Opinion
2004-02362.
March 7, 2005.
In an action to foreclose a mortgage, the defendants J.B. Satcin Realty Corp. and Kathy Nictas, as administrator of the estate of George Nictas, appeal, as limited by their brief, from so much of an order of the Supreme Court, Suffolk County (Baisley, J.), dated February 17, 2004, as denied those branches of their motion which were for summary judgment dismissing the complaint insofar as asserted against them on the grounds of violation of Judiciary Law § 495 and collateral estoppel on the issue of usury, for leave to amend their answer to assert defenses based on those grounds, and for partial summary judgment dismissing the second cause of action for an award of an attorney's fee.
Before: Santucci, J.P., Krausman, Mastro and Skelos, JJ., concur.
Ordered that the order is affirmed insofar as appealed from, with costs.
On November 22, 1996, the defendant J.B. Satcin Realty Corp. (hereinafter JBSR), as mortgagor, executed a mortgage note in the principal sum of $110,000 at the rate of 16% per annum with Vincent Gulli, Scott A. Philips, Stephen Lenski, and William A. Mintz or Estelle Mintz, as mortgagees. On the same date, George Nictas, JBSR's president, executed a personal guaranty of the mortgage note. The mortgage note and the guaranty contained provisions pursuant to which JBSR and Nictas agreed to pay the legal fees and expenses incurred by the mortgagees in a foreclosure action. On the same date, each mortgagee also executed identical servicing agreements with Kingsland Group, Inc. (hereinafter KGI), pursuant to which KGI agreed to service the mortgage on behalf of the mortgagees, and assumed certain responsibilities including, inter alia, billing, collection, retention of legal counsel, and payment of legal fees and expenses in connection with any legal proceedings regarding the loan.
The appellants contended that KGI violated Judiciary Law § 495 by furnishing counsel for the mortgagees. We agree with the Supreme Court that the appellants waived their right to raise Judiciary Law § 495 as a defense by failing to assert it for more than six years after initiation of the action ( see CPLR 3211 [e]; Harte v. Richmond County Sav. Bank, 224 AD2d 585; Muchnick v. Alcamo Supply Contr. Corp., 169 AD2d 711). The appellants contended that they only learned of the defense for violation of Judiciary Law § 495 after the depositions of KGI representatives and the mortgagees were conducted in 2003. However, they did not specifically contend that the plaintiff's delayed production of the servicing agreements, which clearly indicated that KGI, upon the mortgagees' instructions, would retain counsel on their behalf and pay all legal fees and expenses in a foreclosure action. In any event, the primary role of KGI under the servicing agreements was to service the mortgage, not to furnish counsel or provide legal representation to the mortgagees. Accordingly, the integrity of the legal profession, which Judiciary Law § 495 is intended to protect, was not at risk ( cf. People v. Peoples Trust Co., 180 App Div 494).

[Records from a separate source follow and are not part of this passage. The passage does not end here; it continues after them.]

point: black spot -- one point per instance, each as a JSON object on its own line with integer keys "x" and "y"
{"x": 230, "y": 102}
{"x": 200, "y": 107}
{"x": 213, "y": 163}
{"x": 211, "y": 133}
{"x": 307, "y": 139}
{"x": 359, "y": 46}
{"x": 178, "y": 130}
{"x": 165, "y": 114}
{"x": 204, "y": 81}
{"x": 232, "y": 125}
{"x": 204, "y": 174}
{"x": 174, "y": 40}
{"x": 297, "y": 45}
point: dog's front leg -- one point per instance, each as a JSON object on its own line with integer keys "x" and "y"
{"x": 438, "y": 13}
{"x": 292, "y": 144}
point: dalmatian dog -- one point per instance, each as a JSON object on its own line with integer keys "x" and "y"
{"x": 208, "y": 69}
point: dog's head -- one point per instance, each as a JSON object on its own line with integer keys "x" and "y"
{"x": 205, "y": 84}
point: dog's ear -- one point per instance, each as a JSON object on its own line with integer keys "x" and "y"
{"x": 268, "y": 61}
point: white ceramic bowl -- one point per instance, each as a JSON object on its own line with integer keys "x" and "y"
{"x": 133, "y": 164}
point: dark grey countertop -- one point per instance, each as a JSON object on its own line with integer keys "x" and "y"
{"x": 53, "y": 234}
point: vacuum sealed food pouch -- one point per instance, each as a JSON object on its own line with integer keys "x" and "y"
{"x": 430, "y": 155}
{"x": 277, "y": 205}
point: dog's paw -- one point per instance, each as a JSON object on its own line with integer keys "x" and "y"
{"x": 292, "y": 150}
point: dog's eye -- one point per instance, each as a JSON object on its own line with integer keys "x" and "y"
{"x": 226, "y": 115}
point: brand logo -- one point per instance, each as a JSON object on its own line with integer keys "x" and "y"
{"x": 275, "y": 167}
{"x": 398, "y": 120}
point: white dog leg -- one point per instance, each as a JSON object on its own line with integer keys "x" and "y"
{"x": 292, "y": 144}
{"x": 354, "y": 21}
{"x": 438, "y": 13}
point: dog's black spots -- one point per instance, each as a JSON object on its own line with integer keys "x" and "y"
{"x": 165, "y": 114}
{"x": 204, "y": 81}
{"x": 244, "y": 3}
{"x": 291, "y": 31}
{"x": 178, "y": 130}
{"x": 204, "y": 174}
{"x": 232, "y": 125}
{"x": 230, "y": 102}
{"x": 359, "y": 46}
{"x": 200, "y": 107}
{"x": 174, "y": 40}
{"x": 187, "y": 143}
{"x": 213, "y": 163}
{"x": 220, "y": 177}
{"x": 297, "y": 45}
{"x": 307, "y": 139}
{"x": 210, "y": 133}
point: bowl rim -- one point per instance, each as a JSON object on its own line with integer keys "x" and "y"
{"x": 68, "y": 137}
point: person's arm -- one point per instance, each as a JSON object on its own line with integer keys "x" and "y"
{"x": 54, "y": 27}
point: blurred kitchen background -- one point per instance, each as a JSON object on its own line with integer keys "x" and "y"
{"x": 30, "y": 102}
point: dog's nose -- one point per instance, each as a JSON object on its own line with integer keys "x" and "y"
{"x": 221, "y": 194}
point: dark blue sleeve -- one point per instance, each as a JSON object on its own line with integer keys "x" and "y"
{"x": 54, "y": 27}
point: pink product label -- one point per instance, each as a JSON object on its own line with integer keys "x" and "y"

Further, the doctrine of collateral estoppel was inapplicable. Contrary to the appellants' contention, the oral decision of a federal bankruptcy court to which an unrelated foreclosure proceeding was removed, which proceeding was commenced by different mortgagees against different mortgagors who also executed servicing agreements with KGI, in which a finding of usury was made, did not have collateral estoppel effect in this action.
As to attorney's fees, they "may be recovered in the mortgage foreclosure action itself if the mortgage document obligates the mortgagor to pay such a fee for the expenses incurred in that action" ( Levine v. Infidelity, Inc., 2 AD3d 691, 692). Here, both the mortgage and the guaranty created such an obligation. The appellants failed to establish a prima facie case that KGI, as servicing agent for the mortgagees, cannot enforce that obligation on behalf of the mortgagees ( see Central Trust Co. v. Sheahen, 66 AD2d 1015 [an agent may be appointed to do the same acts and achieve the same legal consequences as if the principal had itself personally acted]). Accordingly, the appellants were not entitled to summary judgment dismissing the second cause of action for an award of an attorney's fee.
The Supreme Court properly denied that branch of the appellants' motion which was for leave to amend their answer to assert defenses based on violation of Judiciary Law § 495 and collateral estoppel. Since the Supreme Court considered and rejected on the merits those proposed defenses, it would not have furthered justice to have amended the answer to assert them ( see CPLR 3025 [b]; Butt v. New York Med. Coll., 7 AD3d 744; Benjamin Shapiro Realty Co. v. Kemper Natl. Ins. Cos., 303 AD2d 245).
The appellants' remaining contentions are without merit.